Thursday, June 12, 2008

Battleships Forever: Fleet Construction Rules



For those of you not in the know, Battleships Forever is an excellent freeware space combat game by Sean Chan that features an impressive amount of quality single-player content and even more importantly (at least in the eyes of everyone I know) allows you to make your own ships. Word is that the developer will be including multiplayer functionality in a future revamp of the game; for now people (including my friends and I) are making do by pitting custom, A.I.-controlled fleets against each other. I had figured we would use the rules followed by participants in the various tournaments that had already occurred, but for me the existing rulesets turned out to be a huge disappointment. So here's my attempt. Read on for an explanation of what this ruleset does differently and why I felt it was necessary.

The single-player aspects of Battleships Forever are highly replayable thanks to the wide variety of ships players can use; the different options are well balanced against one another while still offering markedly different tactical approaches. Unfortunately, the existing rulesets throw all that out the window in favor of a much narrower class of designs. My goal with this ruleset has been to instead set the rules up so that the ships we see in single player are all perfectly viable examples of design- not the work of a moron who shot himself in the foot the second he neglected the obligatory deflectors/cheap weapon buy option.

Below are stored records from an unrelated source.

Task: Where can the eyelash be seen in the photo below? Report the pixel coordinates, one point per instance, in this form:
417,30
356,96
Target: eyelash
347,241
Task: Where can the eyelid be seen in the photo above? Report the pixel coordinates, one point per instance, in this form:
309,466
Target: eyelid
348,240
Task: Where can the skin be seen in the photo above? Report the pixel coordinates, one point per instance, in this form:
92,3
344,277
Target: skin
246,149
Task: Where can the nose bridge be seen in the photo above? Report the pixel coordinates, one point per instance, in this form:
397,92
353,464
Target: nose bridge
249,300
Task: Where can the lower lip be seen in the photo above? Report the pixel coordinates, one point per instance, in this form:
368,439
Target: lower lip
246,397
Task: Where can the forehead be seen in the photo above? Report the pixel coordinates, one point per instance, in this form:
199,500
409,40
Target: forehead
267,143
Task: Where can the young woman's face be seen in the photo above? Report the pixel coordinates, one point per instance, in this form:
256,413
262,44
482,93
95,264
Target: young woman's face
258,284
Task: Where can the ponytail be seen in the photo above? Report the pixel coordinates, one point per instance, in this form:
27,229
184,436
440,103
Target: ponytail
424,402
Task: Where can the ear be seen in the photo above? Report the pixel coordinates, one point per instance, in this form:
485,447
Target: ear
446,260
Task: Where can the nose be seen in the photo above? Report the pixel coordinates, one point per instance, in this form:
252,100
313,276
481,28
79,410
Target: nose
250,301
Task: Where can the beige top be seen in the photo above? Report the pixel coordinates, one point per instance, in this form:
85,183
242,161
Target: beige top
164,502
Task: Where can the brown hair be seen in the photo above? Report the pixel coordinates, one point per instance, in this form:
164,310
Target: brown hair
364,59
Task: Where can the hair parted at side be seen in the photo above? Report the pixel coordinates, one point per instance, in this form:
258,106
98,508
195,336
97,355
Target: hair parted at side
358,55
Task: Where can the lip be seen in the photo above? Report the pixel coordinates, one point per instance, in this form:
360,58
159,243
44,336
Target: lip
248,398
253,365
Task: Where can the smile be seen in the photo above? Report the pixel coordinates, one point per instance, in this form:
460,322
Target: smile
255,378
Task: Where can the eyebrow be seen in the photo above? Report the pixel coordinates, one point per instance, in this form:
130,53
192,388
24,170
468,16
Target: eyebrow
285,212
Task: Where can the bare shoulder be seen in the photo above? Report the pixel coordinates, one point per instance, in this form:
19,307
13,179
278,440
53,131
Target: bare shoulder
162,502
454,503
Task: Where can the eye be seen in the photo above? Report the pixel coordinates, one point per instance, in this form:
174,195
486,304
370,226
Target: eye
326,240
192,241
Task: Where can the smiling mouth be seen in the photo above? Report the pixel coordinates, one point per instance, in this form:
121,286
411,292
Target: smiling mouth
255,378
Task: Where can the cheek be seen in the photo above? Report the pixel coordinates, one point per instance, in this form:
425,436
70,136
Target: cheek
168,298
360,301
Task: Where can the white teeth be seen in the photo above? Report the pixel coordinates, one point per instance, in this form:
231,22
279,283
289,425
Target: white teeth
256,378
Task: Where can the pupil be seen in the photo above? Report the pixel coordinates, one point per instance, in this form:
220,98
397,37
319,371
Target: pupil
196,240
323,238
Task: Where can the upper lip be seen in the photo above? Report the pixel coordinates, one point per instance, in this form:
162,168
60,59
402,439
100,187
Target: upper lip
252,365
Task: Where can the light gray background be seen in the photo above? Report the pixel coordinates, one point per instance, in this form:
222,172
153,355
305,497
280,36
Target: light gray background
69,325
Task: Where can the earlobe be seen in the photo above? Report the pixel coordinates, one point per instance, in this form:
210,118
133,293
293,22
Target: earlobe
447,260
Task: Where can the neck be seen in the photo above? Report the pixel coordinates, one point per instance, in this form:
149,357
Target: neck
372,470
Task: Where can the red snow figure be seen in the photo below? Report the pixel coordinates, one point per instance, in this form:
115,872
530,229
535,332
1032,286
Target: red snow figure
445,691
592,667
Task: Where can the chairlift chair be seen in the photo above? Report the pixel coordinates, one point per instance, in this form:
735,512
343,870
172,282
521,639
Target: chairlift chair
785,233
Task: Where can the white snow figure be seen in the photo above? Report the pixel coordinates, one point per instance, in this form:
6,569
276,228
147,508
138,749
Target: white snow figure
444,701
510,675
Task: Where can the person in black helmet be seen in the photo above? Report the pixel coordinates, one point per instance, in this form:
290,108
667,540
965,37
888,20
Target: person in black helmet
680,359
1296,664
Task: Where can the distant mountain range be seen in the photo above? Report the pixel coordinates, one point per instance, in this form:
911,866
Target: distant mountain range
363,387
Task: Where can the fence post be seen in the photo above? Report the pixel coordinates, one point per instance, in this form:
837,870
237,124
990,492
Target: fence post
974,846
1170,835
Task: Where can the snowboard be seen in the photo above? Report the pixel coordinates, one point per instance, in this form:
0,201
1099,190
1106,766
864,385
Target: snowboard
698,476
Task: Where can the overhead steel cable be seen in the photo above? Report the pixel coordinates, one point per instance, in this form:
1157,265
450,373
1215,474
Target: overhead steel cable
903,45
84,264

Basically, I want to have ship design be an actual part of the game, and that's very difficult without a balancing ruleset. Since a game is any experience where you have fun by overcoming challenges, there has to be more of a challenge to design than "aegis deflectors and every weapon in the game one every section". Hopefully this ruleset successfully emulates the balance model Sean Chan followed when he made the ships for this game, consciously or unconsciously.

As always, criticisms and suggestions are welcome, though I might also be persuaded to admit a compliment if it was specific enough.